Mit im Instanzenzug ergangenem Bescheid vom 28. November 2007 erließ die belangte Behörde gegen den Beschwerdeführer gemäß § 62 Abs. 1 und 2 iVm § 60 Abs. 2 Z 1 Fremdenpolizeigesetz 2005 - FPG ein mit zehn Jahren befristetes Rückkehrverbot. Dies begründete sie damit, dass der Beschwerdeführer mit - erkennbar rechtskräftigem - Urteil des Landesgerichtes Korneuburg vom 17. April 2007 wegen der Begehung des Verbrechens nach § 28 Abs. 2, 3 und 4 Z 3 SMG als Beitragstäter zu einer Freiheitsstrafe in der Dauer von eineinhalb Jahren verurteilt worden sei. Dem Urteil habe zu Grunde gelegen, dass er in Wien als Mitglied einer kriminellen Vereinigung am 30. November 2006 zu der von V. ausgeführten Tat, welche in Schwechat den bestehenden Vorschriften zuwider Kokain in einer das 25-fache der Grenzmenge übersteigenden Menge per Flugzeug von Rio De Janeiro über Paris kommend verborgen in der Verstärkung ihres Koffers nach Österreich eingeführt hat, dadurch beigetragen habe, dass er sich bereits vor dem Transport des Suchtgiftes durch V. gegenüber dem brasilianischen Auftraggeber dazu bereit erklärt habe, das Suchtgift an einem vorab vereinbarten Treffpunkt in Wien von V. abzuholen, um es weiter zu geben. Angesichts der besonderen Gefährlichkeit der Suchtgiftkriminalität habe es - so die belangte Behörde im Ergebnis - zur Erlassung eines Rückkehrverbotes zu kommen, zumal der Beschwerdeführer als Mitglied einer kriminellen Vereinigung tätig geworden sei und auch von daher nicht auf ein Wohlverhalten nach seiner Haftentlassung geschlossen werden könne. Der Beschwerdeführer habe keine Familienangehörigen in Österreich, seine Ehefrau und seine zwei minderjährigen Kinder seien in Nigeria wohnhaft. Eine Integration des Beschwerdeführers sei nicht zu erkennen, da eine Integration auch eine "gewisse Rechtstreue" voraussetze. Auch die Tätigkeit als Zeitungsverkäufer vor der Inhaftierung könne keine günstigere Wertung bewirken. Insofern stünden "weder die Kann-Bestimmung des § 62 Abs. 1 FPG 2005 noch § 66 FPG 2005 der Erlassung des Rückkehrverbotes entgegen". Dabei sei als besonders verwerflich zu werten, dass die beschriebene Straftat während des Asylverfahrens und während des Erhaltes von Leistungen aus der Grundversorgung begangen worden sei.

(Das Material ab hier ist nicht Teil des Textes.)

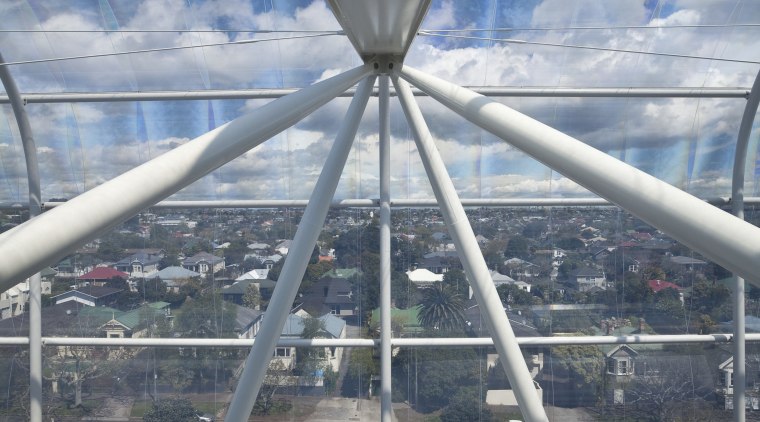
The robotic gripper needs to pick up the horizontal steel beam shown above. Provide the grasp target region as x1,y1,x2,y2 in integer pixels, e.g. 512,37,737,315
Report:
400,66,760,286
0,86,750,104
0,333,760,348
0,196,760,211
0,65,372,291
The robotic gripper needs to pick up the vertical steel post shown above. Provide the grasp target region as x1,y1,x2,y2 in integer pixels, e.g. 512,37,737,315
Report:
378,75,393,422
225,76,375,422
392,74,548,422
0,54,44,422
731,67,760,422
400,66,760,285
0,64,372,291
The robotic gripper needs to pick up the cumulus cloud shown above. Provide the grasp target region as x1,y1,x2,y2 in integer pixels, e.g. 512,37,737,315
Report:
0,0,760,199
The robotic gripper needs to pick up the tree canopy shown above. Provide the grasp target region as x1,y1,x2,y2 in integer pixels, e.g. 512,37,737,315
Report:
417,282,465,331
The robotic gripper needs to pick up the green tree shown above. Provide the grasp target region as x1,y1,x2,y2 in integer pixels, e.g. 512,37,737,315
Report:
341,348,380,397
440,387,493,422
393,348,486,413
551,345,604,406
504,236,529,258
417,282,465,331
443,268,470,297
391,271,418,309
176,294,236,338
143,397,197,422
243,284,261,309
294,317,326,383
496,284,533,305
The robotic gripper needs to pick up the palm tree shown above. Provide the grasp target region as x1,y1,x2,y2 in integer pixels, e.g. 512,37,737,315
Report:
417,282,465,331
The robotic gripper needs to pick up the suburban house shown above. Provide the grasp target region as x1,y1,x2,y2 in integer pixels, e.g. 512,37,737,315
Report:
272,310,346,376
145,266,201,293
247,242,271,256
406,268,443,287
182,252,225,275
605,344,639,404
504,258,541,280
569,268,607,292
77,267,129,286
0,279,32,319
647,280,684,305
235,305,264,339
52,286,121,306
235,268,269,281
716,355,760,410
301,277,357,318
274,239,293,256
417,250,462,274
99,302,172,338
490,270,531,297
114,250,164,278
221,278,276,305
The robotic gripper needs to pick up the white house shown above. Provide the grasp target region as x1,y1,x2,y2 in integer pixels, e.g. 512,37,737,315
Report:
406,268,443,287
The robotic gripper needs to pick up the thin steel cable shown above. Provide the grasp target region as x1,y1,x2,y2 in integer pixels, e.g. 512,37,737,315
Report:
418,31,760,64
0,32,342,66
0,29,345,35
418,23,760,33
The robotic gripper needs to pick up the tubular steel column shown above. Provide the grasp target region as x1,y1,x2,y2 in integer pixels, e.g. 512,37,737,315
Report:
378,75,393,422
731,67,760,422
400,66,760,285
0,64,372,291
0,54,42,422
393,74,548,422
225,76,375,422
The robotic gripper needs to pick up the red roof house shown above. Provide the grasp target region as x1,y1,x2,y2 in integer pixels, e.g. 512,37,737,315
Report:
77,267,129,285
647,280,681,293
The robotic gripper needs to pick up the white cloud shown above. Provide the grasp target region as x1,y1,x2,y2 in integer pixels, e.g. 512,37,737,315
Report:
0,0,760,198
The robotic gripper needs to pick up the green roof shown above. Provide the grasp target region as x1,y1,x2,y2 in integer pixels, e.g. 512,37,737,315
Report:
116,302,169,330
369,305,423,332
322,268,362,278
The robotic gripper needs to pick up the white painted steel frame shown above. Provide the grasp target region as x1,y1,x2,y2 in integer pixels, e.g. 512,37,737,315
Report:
731,67,760,422
392,74,548,421
378,75,393,422
0,64,372,291
0,333,760,348
398,66,760,285
0,54,44,422
225,75,375,422
0,86,750,104
20,196,760,210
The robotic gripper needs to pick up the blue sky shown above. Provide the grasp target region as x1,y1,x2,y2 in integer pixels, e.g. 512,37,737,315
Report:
0,0,760,201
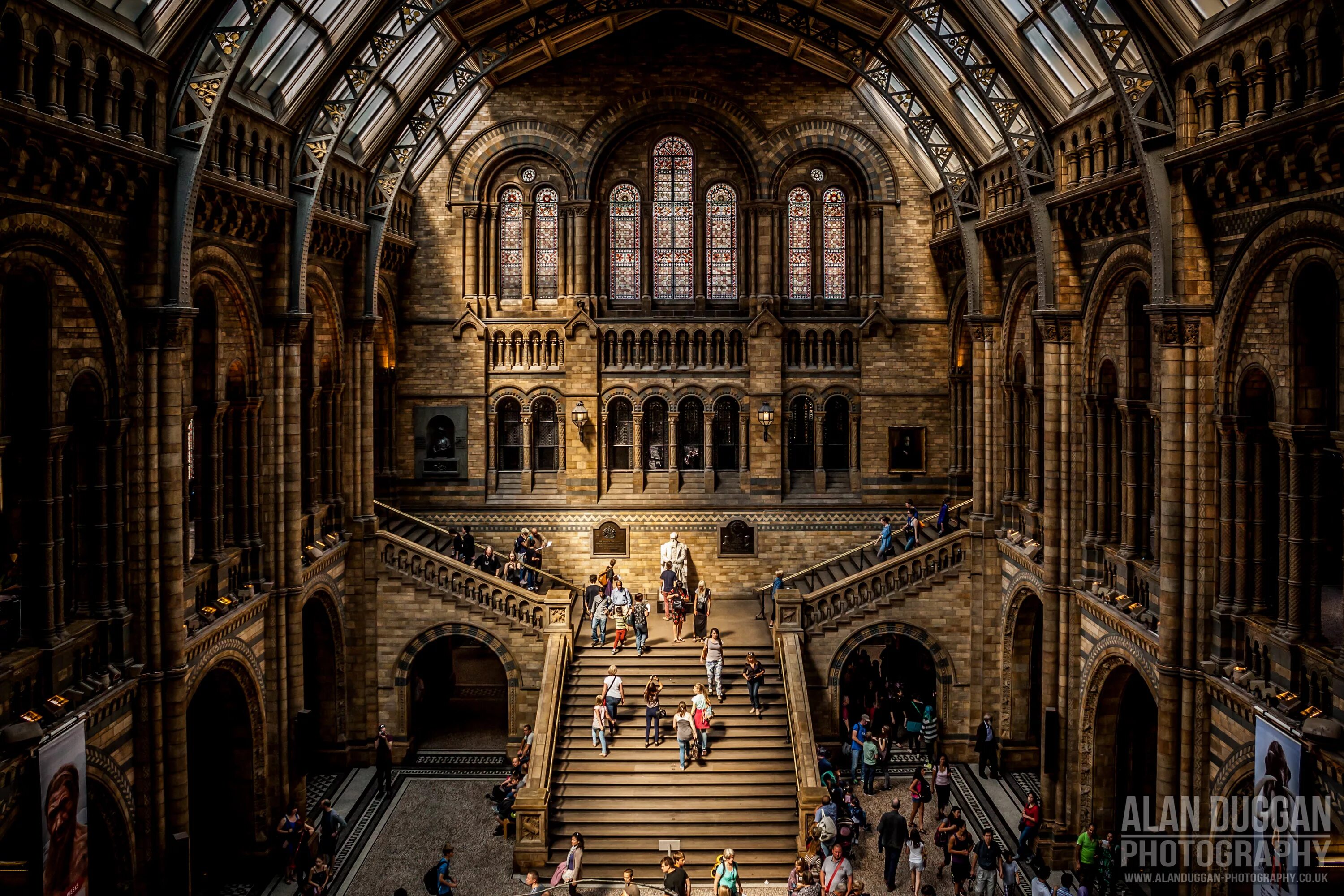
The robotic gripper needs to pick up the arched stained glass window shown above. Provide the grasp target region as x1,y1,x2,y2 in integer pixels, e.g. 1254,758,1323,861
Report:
532,187,560,300
789,187,812,300
653,137,695,300
821,187,847,301
500,187,524,298
704,184,738,301
607,184,640,301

Über die gegen diesen Bescheid erhobene Beschwerde hat der Verwaltungsgerichtshof erwogen:
Gemäß § 62 Abs. 1 FPG kann gegen einen Asylwerber ein Rückkehrverbot erlassen werden, wenn auf Grund bestimmter Tatsachen die Annahme gerechtfertigt ist, dass sein Aufenthalt die öffentliche Ordnung und Sicherheit gefährdet (Z 1) oder anderen im Art. 8 Abs. 2 EMRK genannten öffentlichen Interessen zuwiderläuft (Z 2).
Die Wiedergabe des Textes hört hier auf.